9.4 ⁂Using the `datatool` Package for Exams or Assignment Sheets

Since the datatool package and the datatooltk application have already been described in this book, it's worth mentioning that they can also be used to store a database of problems and their associated solutions. This can be done by creating a database with a label field, a question field and an answer field. Other fields can also be added to store, for example, the topic or level of difficulty.

If you already have a file containing probsoln problem definitions, datatooltk can convert it to a datatool database.¹ For example, the mth101.tex file from Example 45 can be imported either using the --probsoln command line option or the File→Import→Import probsoln file menu item in the GUI mode. Figure 9.1 shows the mth101.tex file imported into datatooltk. Since LaTeX is used to assist the conversion, the “pretty-printing” of the code has unfortunately been lost, but this won't affect the typeset output. (This also happens if you use \DTLsaverawdb or \DTLprotectedsaverawdb.)

**Figure 9.1:** Importing a `probsoln` Dataset into `datatooltk`

The import process has created three fields: Label, Question and Answer. Extra fields can be added using the Edit→Column→Insert Column After menu item. For example, in Figure 9.2, I've added a new integer field called Level, where a value of 1 indicates easy, 2 indicates medium difficulty and 3 indicates hard. This database can then be saved as, say, mth101.dbtex and loaded into a document using \DTLloaddbtex, as described in §2.2.2 Loading Data From a .dbtex File. You can add other columns as well, such as a topic.

**Figure 9.2:** New `Level` Column Added

⚠

Note that datatool has a drawback that probsoln doesn't have, and that is the lack of support for verbatim. You can, however, use \lstinputlisting (provided by the listings package [34], described in Volume 2) or \verbatiminput (provided by the verbatim package [85]).

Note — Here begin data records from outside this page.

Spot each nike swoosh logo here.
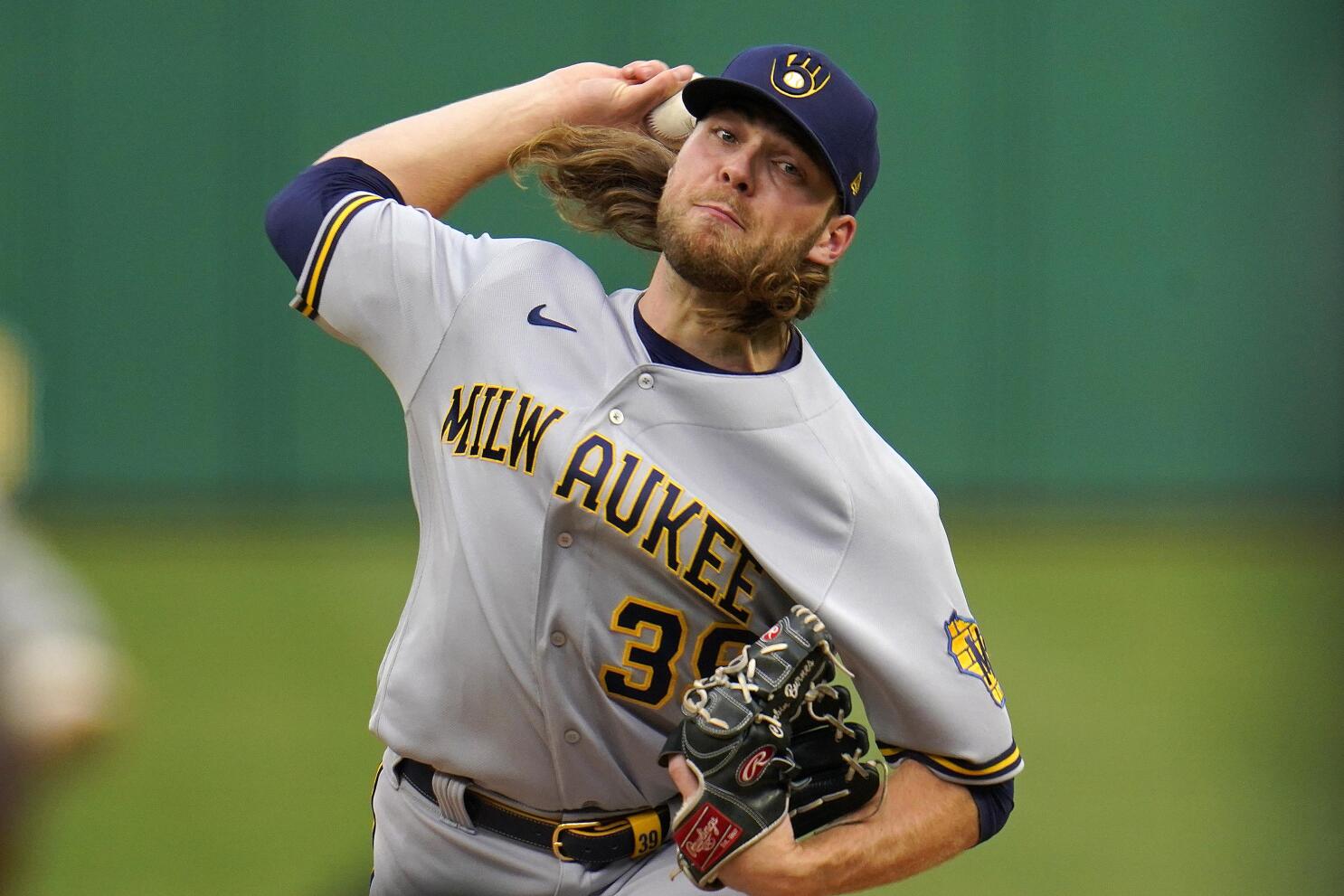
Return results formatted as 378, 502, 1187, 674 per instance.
527, 305, 578, 333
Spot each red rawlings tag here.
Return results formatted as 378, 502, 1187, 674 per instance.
672, 803, 742, 871
738, 744, 774, 786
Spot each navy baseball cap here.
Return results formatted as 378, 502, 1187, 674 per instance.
681, 44, 879, 215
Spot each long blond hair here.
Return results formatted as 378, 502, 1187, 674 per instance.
508, 124, 838, 333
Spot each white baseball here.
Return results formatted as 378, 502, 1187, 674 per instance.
644, 72, 703, 149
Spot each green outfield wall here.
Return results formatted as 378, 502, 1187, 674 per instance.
0, 0, 1344, 498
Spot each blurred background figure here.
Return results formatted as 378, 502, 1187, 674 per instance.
0, 328, 122, 892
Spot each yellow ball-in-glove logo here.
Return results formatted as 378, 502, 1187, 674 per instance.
770, 52, 830, 99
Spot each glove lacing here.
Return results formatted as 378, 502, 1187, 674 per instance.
681, 605, 863, 741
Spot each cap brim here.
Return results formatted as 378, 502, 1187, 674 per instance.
681, 78, 846, 208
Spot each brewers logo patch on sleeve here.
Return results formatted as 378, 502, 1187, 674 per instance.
942, 613, 1004, 707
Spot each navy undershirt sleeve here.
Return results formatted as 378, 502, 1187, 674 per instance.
266, 157, 406, 279
634, 302, 802, 376
968, 780, 1013, 844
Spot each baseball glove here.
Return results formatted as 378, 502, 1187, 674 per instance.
658, 606, 882, 890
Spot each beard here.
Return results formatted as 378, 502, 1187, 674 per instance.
658, 193, 821, 294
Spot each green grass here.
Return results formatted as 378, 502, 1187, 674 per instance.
16, 508, 1344, 896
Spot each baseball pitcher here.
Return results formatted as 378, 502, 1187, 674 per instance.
266, 44, 1021, 896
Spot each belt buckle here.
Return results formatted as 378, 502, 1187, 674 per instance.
551, 821, 603, 863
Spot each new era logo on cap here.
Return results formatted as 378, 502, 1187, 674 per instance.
681, 44, 880, 215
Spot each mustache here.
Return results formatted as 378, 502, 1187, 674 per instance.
686, 193, 752, 227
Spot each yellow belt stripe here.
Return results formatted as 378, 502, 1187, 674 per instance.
298, 194, 381, 315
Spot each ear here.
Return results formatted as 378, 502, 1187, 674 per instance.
808, 215, 859, 268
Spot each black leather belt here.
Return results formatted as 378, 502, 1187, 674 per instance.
395, 759, 671, 868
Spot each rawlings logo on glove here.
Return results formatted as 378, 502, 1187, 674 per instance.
658, 606, 883, 890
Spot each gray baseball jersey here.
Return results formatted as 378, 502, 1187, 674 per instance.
293, 193, 1021, 811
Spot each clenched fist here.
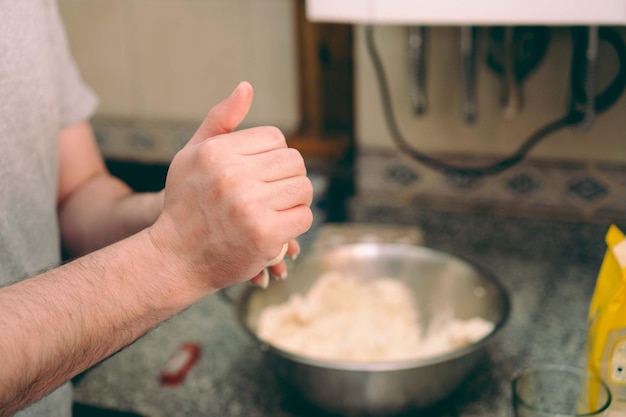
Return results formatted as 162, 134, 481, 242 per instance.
149, 82, 313, 297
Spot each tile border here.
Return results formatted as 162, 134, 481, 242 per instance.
355, 148, 626, 220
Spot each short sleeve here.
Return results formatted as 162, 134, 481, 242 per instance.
50, 1, 98, 129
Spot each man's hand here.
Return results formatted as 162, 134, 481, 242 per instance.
149, 83, 313, 294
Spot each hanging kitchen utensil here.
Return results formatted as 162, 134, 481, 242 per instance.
460, 26, 478, 123
570, 26, 599, 130
407, 26, 428, 116
487, 26, 550, 120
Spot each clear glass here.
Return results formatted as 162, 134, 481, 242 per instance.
512, 365, 611, 417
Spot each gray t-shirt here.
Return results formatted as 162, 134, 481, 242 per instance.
0, 0, 97, 417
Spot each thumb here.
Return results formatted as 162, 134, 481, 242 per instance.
189, 81, 253, 144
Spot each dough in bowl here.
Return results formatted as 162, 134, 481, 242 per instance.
257, 272, 494, 362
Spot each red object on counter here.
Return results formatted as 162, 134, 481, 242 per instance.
159, 343, 202, 387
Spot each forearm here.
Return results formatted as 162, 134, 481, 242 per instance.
59, 174, 163, 256
0, 231, 200, 416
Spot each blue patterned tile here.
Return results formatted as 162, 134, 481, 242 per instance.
385, 165, 420, 187
446, 171, 483, 190
568, 177, 609, 202
506, 172, 541, 196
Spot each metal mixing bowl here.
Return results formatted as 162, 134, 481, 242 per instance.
236, 243, 510, 415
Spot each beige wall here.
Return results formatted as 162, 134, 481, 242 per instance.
355, 26, 626, 162
59, 0, 299, 131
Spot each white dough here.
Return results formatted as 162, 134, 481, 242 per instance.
257, 272, 494, 362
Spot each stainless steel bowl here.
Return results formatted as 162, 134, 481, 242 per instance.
236, 243, 510, 415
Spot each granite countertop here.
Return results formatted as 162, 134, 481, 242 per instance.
75, 207, 626, 417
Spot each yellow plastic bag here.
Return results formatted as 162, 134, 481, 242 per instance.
587, 225, 626, 417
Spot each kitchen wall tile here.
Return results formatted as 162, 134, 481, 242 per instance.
351, 148, 626, 221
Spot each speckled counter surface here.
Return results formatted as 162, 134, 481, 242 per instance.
75, 206, 626, 417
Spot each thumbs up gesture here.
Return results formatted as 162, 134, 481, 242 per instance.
149, 82, 313, 298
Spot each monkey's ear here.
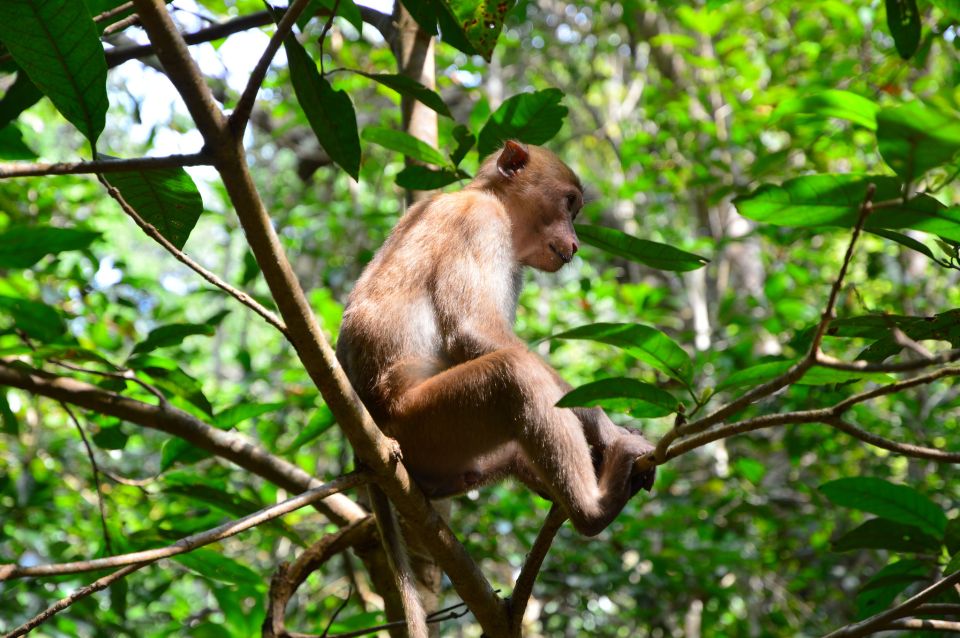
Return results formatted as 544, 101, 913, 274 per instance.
497, 140, 530, 177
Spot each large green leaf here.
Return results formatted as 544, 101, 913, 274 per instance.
551, 323, 693, 385
557, 377, 679, 418
357, 71, 453, 118
0, 226, 100, 268
770, 89, 880, 131
107, 168, 203, 248
886, 0, 920, 60
833, 518, 940, 554
0, 295, 67, 343
820, 476, 947, 540
477, 89, 567, 157
734, 175, 960, 241
283, 35, 360, 179
576, 224, 710, 272
717, 359, 893, 392
0, 0, 107, 148
361, 126, 450, 166
877, 102, 960, 181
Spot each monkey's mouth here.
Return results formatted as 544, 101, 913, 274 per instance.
550, 244, 573, 264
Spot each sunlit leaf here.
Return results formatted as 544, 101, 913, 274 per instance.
820, 476, 947, 540
477, 89, 567, 157
557, 377, 679, 418
576, 224, 709, 272
0, 226, 100, 268
552, 323, 693, 384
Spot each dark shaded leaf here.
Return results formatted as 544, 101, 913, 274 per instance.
0, 295, 67, 343
550, 323, 693, 385
833, 518, 940, 553
361, 126, 450, 166
576, 224, 710, 272
477, 89, 567, 158
770, 89, 880, 131
357, 71, 453, 118
557, 377, 679, 418
283, 35, 360, 179
734, 175, 960, 241
820, 476, 947, 541
0, 0, 107, 149
877, 102, 960, 182
107, 168, 203, 248
886, 0, 920, 60
0, 226, 100, 268
397, 164, 467, 191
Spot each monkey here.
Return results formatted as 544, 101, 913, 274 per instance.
337, 140, 655, 536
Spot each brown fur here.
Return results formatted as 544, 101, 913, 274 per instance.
337, 142, 653, 535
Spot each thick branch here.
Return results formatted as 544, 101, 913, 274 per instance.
0, 472, 369, 582
128, 0, 506, 635
0, 153, 213, 179
0, 359, 367, 524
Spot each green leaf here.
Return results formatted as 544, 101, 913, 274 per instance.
886, 0, 920, 60
0, 226, 100, 268
0, 295, 67, 343
550, 323, 693, 385
717, 359, 893, 392
833, 518, 940, 553
820, 476, 947, 540
0, 389, 20, 436
450, 124, 477, 166
0, 0, 107, 149
770, 89, 880, 131
0, 124, 37, 160
436, 0, 516, 60
356, 71, 453, 119
173, 548, 263, 589
133, 323, 216, 354
107, 168, 203, 248
877, 102, 960, 182
213, 401, 287, 430
734, 174, 960, 241
557, 377, 679, 418
397, 164, 468, 191
477, 89, 567, 157
576, 224, 710, 272
361, 126, 450, 166
283, 405, 337, 454
0, 71, 43, 128
283, 35, 360, 179
857, 560, 930, 619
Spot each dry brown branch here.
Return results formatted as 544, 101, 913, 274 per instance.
0, 153, 213, 179
97, 174, 287, 335
129, 0, 506, 635
0, 358, 368, 524
508, 503, 567, 635
824, 571, 960, 638
0, 471, 369, 582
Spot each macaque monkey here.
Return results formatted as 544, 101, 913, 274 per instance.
337, 141, 654, 536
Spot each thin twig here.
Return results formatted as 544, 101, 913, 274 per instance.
97, 175, 288, 336
59, 408, 113, 554
0, 153, 213, 179
229, 0, 312, 138
0, 471, 370, 582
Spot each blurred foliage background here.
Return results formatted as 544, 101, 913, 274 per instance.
0, 0, 960, 637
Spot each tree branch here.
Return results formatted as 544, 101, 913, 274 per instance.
0, 358, 368, 524
0, 471, 370, 582
0, 153, 213, 179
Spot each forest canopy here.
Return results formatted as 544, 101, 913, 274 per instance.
0, 0, 960, 638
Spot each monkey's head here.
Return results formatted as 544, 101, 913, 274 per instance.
471, 140, 583, 272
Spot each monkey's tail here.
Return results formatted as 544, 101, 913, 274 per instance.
369, 483, 429, 638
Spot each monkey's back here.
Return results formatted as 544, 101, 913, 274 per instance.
337, 189, 517, 419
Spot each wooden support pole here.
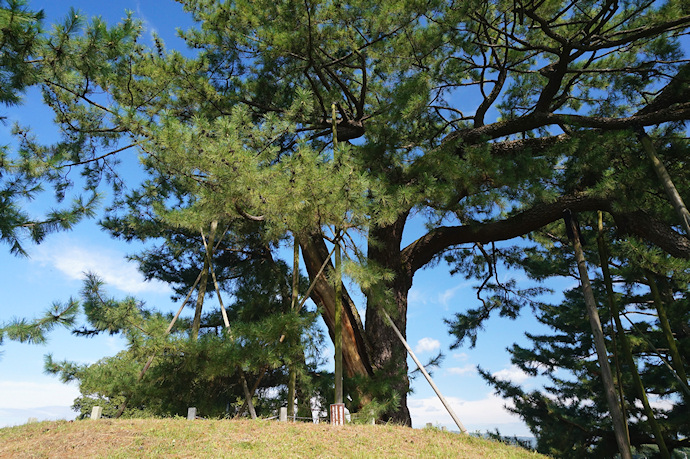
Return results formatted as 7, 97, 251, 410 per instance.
380, 309, 467, 433
287, 236, 299, 421
334, 240, 343, 404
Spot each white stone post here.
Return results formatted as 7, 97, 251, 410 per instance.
91, 406, 103, 421
331, 403, 345, 426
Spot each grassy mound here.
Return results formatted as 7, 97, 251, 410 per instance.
0, 419, 544, 458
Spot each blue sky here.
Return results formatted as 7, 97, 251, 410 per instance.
0, 0, 575, 435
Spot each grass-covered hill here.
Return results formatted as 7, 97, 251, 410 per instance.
0, 419, 544, 459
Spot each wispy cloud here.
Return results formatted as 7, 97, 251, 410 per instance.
414, 338, 441, 354
446, 365, 477, 376
492, 365, 531, 384
32, 237, 170, 294
0, 381, 79, 409
408, 394, 530, 435
436, 282, 472, 310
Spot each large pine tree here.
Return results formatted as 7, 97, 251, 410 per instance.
5, 0, 690, 424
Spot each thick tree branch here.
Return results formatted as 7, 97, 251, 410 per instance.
402, 193, 690, 273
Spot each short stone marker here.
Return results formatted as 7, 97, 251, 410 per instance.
331, 403, 345, 426
91, 406, 103, 420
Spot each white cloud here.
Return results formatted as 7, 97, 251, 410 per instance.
414, 338, 441, 354
408, 394, 531, 435
492, 365, 531, 384
32, 238, 170, 294
0, 381, 80, 410
446, 365, 477, 375
0, 406, 77, 428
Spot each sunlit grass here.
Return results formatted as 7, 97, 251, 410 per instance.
0, 419, 544, 458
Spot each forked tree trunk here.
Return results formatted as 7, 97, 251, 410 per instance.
300, 234, 373, 377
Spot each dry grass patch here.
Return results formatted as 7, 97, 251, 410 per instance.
0, 419, 544, 459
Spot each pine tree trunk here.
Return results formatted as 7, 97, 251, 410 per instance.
300, 234, 373, 377
192, 257, 209, 341
597, 217, 671, 459
639, 129, 690, 237
566, 218, 632, 459
647, 271, 688, 399
366, 219, 412, 426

A new boolean variable can be defined using:

\newboolean {⟨name⟩}

defined by the ifthen package, or

\newbool {⟨name⟩}

defined by the etoolbox package, where ⟨name⟩ is the name of the variable. (Note that ⟨name⟩ is not a control sequence.) The state can be set using:

\setboolean {⟨name⟩}{⟨state⟩}

defined by the ifthen package, or

\setbool {⟨name⟩}{⟨state⟩}

defined by the etoolbox package, where ⟨state⟩ may be either true or false. With the etoolbox package, you can also use:

\boolfalse {⟨name⟩}

to set the state to false or

\booltrue {⟨name⟩}

to set the state to true.

The variable's state can be tested using:

\ifthenelse {\boolean {⟨name⟩}}{⟨true⟩}{⟨false⟩}

defined by the ifthen package, or

\ifbool {⟨name⟩}{⟨true⟩}{⟨false⟩}

defined by the etoolbox package.

Note that \newboolean and \newbool both use the same underlying TeX command to define a conditional so they have the same effect. The etoolbox \setbool can be prefixed with \global but ifthen's \setboolean can't.

It's therefore possible to define your own boolean flag that determines whether or not the solutions should be displayed.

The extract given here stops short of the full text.